Le drapeau de l’Union européenne flottant sur la place du minuscule village allemand de Gadheim, en Bavière, constitue le seul indice pour expliquer la venue de médias du monde entier dans ce coin perdu…
Une poignée de demeures sont nichées sur les collines de cette région viticole du sud de l’Allemagne, jalonnant une route bordée de champs où se dressent des éoliennes. En 2019, à la fin prévue des négociations de sortie de la Grande-Bretagne de l’Union européenne, les 89 habitants de Gadheim se retrouveront au centre géographique de l’UE, selon l’Institut Géographique National (IGN) à Paris.

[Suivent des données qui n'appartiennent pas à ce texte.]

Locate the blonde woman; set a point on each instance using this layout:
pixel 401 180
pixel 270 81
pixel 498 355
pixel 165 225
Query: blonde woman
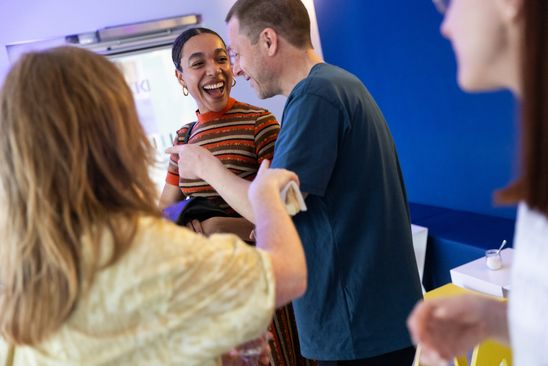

La plupart ont appris la nouvelle à la radio, affirme Jürgen Götz, maire de Veitshöchheim, une commune proche. Gadheim est trop petit pour avoir un maire. « Nous avons pensé à un poisson d’avril », s’amuse l’édile, attablé à l’hôtel du village. Mais ses habitants sont fiers du coup de projecteur donné à leur région bucolique. Et ont déjà planté la bannière étoilée sur la place du village. « Mon mari a toujours dit que nous étions le centre du monde », plaisante Inge Diek, une villageoise. « Il existe une légende locale selon laquelle Dieu a embrassé la Terre une seule fois, à l’endroit où se trouve Veitshöchheim. Gadheim en fait partie », raconte Jürgen Götz. Les habitants de Gadheim ont même lancé un groupe WhatsApp pour s’amuser de leur renommée et signaler l’endroit.
Dans un champ de colza
La plus surprise d’entre eux est Karin Kessler, cheveux noirs, teint buriné dans ses habits de fermière : c’est précisément dans son champ de colza que le futur centre post-Brexit de l’Union européenne a été localisé. « Mais c’est dommage que cela se produise à cause du Brexit », commente-t-elle, regrettant la décision des Britanniques. Pour elle, l’un des avantages majeurs de l’UE est de traverser la frontière sans contrôle, comme lorsqu’elle se rend en France pour ses vacances. « Et puis, mon père a fait la Seconde guerre mondiale. Il était prisonnier de guerre en France. J’ai de bonnes raisons d’apprécier » l’UE conçue pour rassembler les ennemis héréditaires, explique-t-elle. Karin Kessler attend avec impatience le moment où le Brexit sera définitif, histoire de montrer à son père le drapeau qui flottera alors dans son champ pour marquer le centre de l’UE. Mais « si les Britanniques réfléchissaient à nouveau, alors je serais aussi heureuse… », assure-t-elle.
Un centre qui se déplace
Le centre de gravité de l’Union européenne est situé en Allemagne depuis le 1er mai 2004 et le passage de 15 à 25 pays membres, selon l’IGN. Auparavant, il aura été en Belgique pendant près d’une décennie. Mais depuis 2004, il a changé plusieurs fois de place sur le sol allemand. Quand la Croatie a rejoint l’UE en juillet 2013, c’est le village bavarois de Westerngrund, à environ 60 km au nord-ouest de Gadheim, qui a ainsi hérité de ce statut. Il le perdra avec la sortie de la Grande-Bretagne, au grand dam de sa maire, Brigitte Heim. Car depuis que le centre est ici, « ils savent à Munich, la capitale du Land, que Westerngrund fait encore partie de la Bavière… », raille-t-elle – bien que le dialecte des villageois et leur préférence pour l’Apfelwein (vin de pomme) les rattachent davantage à la Hesse voisine. Environ 6 000 personnes issues de 93 pays – y compris l’Australie et la Mongolie – ont signé le livre d’or de la commune, conservé depuis 2013 à l’abri sur une pelouse soignée et bordée d’une rangée de drapeaux : ceux de la ville, le canton, l’État régional, l’Allemagne et l’UE.
« Le Brexit est un pas en arrière »
« Nous pensions que les bus de touristes chinois déferleraient ici chaque semaine. Il n’en a rien été », regrette toutefois le boulanger local Christoph Biebrich, qui a conçu des pains en forme d’anneau avec un « nombril de l’UE » au centre. Il souligne que les locaux et les touristes de passage aiment pique-niquer à cet endroit, ou bien randonner à pied ou en VTT le long de la piste reliant Westerngrund… au précédent centre désigné de l’UE, situé dans la commune de Meerholz, à une quinzaine de kilomètres de là.
Les habitants de Westerngrund et de Gadheim font un vœu : celui que la prochaine fois, le centre de l’UE se déplace en raison de l’adhésion d’un nouveau membre et non d’un départ. « Le Brexit est un pas en arrière, ça ne peut pas continuer », juge Brigitte Heim. Et « bien sûr, nous espérons que la France n’empruntera pas le même chemin… », lance-t-elle, attentive à l’élection présidentielle voisine.